Thursday, February 04, 2010

Advanced Squad Leader

Kyle and I used to play a lot of Squad Leader. Not Advanced Squad Leader, which involves this enormous binder of rules of such intricacy that it make the publishing systems at my company look tame, but regular old first-generation Squad Leader that came in a book case box and a dozen subsequent book case boxes as expansions. I remember our excitement when two different times, at Riverplace and at the Mall in Monticello, we found expansions priced to sell at just a few dollars each. The great part about Squad Leader was that if you had ten copies of one expansion, you could still string all the hex-based boards together into an enormous playing area. So when they were cheap, you had the opportunity to add real estate to your play area.

Which we did. We had whole weekends where Kyle, Goon (Erik, who know has an Eastern Orthodox name), and I moved little cardboard squares around several dozen boards spanning a significant portion of my apartment floor near the University of Minnesota while drinking beer and shooting the shit. It made for some memorable times. Like when we played for almost 72 hours, and the whole game involved ganging up on whoever had to take a bathroom break. Eventually it devolved into me in the mountains rushing in and trying to split them up where they had bunkered down in the city, and then them pushing me out and back up into the mountains, all the while trading hardware (machine guns, et al).
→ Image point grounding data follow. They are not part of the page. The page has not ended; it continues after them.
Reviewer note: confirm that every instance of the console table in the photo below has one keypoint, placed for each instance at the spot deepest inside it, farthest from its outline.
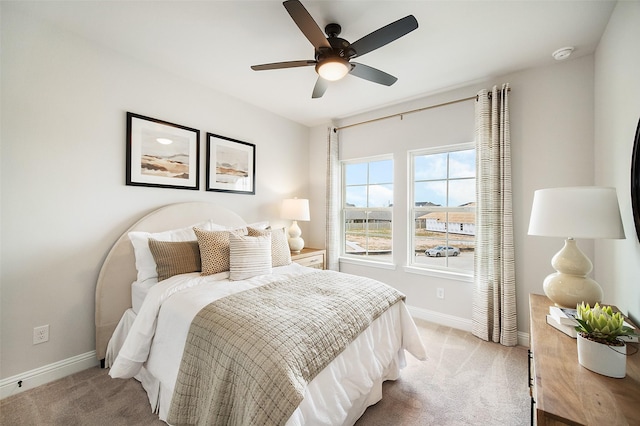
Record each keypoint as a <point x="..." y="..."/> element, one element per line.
<point x="565" y="393"/>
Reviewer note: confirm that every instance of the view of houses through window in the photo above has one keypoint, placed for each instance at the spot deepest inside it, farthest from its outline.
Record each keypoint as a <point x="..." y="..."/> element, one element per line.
<point x="443" y="200"/>
<point x="367" y="204"/>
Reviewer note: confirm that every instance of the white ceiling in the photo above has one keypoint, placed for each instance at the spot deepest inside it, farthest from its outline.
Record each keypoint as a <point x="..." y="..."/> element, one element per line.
<point x="215" y="43"/>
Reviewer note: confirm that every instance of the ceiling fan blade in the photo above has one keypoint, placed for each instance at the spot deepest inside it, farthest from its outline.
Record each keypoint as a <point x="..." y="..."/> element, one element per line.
<point x="385" y="35"/>
<point x="320" y="88"/>
<point x="280" y="65"/>
<point x="305" y="22"/>
<point x="372" y="74"/>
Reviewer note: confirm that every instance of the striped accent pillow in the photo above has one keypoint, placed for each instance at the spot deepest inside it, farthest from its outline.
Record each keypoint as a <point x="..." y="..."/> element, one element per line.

Or the time we finally used tanks, and Kyle blew up one of my tanks, the joy evident on his face, only to have my tanks come around a corner and tip the game the other direction. And then there was the yelling, which introduced us to the girls on the other side of the wall. One of whom Goon dated, and another - a student at Aveda - who cut my hair for several years.

Sure...we could have been chasing women (and perhaps we were, given we were talking to them through the wall). But two of the most attractive women I knew from college (my wife aside) were seriously into war games and Russian military history. You don't get that kind of variety after you enter the real world, so it skews your idea of what's normal and acceptable behavior. If they think playing war games is fun, you just take it at face value.

Kyle and I have tried several times over the years to recapture a bit of that fun, but the Advanced Squad Leader rules are daunting. The attacker/defender fire and movement phases alone take some in depth study and practice, and many days it seems as though it's just easier to settle on some f*ing Eurogame. But once again, ASL calls. I can hear the small gun fire (or maybe that me getting offed with my .2 kill rate in Call of Duty on the Wii) and the rumble of the tanks. It's probably my fault for suggesting a game of Axis and Allies at our last gaming day. That's a gateway drug. Advanced Squad Leader is the heroin to A&A marijuana. Fortunately, the internet has occurred since we last really played, and there seem to be a few good tutorials out there to get us going.

At the moment, I'm reading this one at BoardGameGeek which uses a more lyrical approach to the rules (no, references and jogs my memory of all the things we kept trying to remember and couldn't (oh yeah, cowering). I'm hoping it's a good place to start, and you know I'm optimistic as even these simple tutorials are over 24 pages per section. So a basic introduction is 160 or so pages, which gives you an idea of the complexity of the outlined rules system.